Eventually, when you have curated tables and views in the business layer, you can use those as a source in Data Studio to create a dashboard and generate insights for the business stakeholders.

How much did we spend, and how much will we spend?

Here we will measure the money (or credits, in this case) spent in GCS because I assume you already have a budget for the data sources and that you'll run Airflow locally; but if you want to use a real virtual machine as the pros do, use this link to earn 200 USD in credits in Digital Ocean as create your Droplet.

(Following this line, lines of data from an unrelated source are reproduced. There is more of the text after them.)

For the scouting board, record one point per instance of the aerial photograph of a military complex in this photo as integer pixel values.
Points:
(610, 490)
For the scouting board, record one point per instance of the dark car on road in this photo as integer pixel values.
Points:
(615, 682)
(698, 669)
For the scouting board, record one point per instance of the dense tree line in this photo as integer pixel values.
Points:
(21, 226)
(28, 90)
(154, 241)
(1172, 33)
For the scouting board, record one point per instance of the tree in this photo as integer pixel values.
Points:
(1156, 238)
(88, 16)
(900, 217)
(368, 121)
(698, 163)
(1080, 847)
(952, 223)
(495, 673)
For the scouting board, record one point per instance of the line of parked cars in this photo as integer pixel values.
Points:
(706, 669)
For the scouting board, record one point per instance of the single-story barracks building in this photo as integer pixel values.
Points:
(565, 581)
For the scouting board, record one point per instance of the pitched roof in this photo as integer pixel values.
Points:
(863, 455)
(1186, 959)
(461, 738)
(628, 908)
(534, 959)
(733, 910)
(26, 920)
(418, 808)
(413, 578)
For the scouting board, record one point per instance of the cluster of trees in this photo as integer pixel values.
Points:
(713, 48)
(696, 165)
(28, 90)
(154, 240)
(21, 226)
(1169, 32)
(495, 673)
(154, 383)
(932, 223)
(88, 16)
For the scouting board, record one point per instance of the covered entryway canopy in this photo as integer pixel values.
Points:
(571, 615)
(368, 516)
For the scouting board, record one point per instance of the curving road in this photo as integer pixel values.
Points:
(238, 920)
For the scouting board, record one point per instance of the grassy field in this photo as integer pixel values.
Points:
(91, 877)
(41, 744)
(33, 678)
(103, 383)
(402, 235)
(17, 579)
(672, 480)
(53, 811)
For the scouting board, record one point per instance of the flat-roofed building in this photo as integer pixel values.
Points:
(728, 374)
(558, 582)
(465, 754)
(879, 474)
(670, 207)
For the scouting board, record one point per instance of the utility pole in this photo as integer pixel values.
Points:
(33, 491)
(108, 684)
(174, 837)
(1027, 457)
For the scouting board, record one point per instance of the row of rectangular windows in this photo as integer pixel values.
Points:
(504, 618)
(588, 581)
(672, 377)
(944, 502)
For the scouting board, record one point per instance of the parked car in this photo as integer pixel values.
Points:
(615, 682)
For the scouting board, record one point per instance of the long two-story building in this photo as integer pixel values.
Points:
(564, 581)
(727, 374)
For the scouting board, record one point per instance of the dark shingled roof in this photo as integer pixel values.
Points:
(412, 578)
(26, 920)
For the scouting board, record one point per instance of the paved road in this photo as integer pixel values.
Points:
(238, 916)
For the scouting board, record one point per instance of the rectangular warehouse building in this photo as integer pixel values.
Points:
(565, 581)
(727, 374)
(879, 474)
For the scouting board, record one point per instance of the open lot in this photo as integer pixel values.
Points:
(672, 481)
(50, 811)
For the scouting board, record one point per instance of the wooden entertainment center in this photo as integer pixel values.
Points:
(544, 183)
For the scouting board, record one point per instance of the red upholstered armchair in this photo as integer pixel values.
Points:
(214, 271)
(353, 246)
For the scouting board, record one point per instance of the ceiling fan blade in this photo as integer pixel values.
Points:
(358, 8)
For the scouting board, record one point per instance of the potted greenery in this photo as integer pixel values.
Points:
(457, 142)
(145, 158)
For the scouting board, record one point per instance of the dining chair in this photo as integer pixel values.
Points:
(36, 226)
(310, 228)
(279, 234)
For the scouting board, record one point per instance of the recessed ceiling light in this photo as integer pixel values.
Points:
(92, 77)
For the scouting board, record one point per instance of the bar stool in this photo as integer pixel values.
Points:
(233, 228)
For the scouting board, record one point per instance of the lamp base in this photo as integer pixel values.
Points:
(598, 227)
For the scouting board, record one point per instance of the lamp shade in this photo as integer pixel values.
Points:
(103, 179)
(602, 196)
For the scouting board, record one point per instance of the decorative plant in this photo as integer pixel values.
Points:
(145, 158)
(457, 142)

Earn 200USD on Digital ocean: Here

I developed this pipeline in 13 days, and I had to turn it off some days because I couldn't test it or I was struggling with a new feature, connection or Airflow task. So, how much did we spend on the development process? Although this billing report is not too useful, we could get an idea of which services we used and how much we could spend per month.

Nevertheless, we could use the Google Cloud Pricing Calculator to estimate our budget with the current data's volume and create an additional budget when the volume is ten times higher.

Current volume

Here you can see the details of the budget. And no worries if you can't reach that link; in the budgets folder under the repo, you can find the PDF generated.

10x Current Volume

Here you can see the budget details for ten times the current volume; this will require more processing time in the Compute Engines that Dataproc needs, double the workers (from two workers to four), and probably the cluster will be running for doubled the hours (probably more or less, depending on how efficient the scripts are).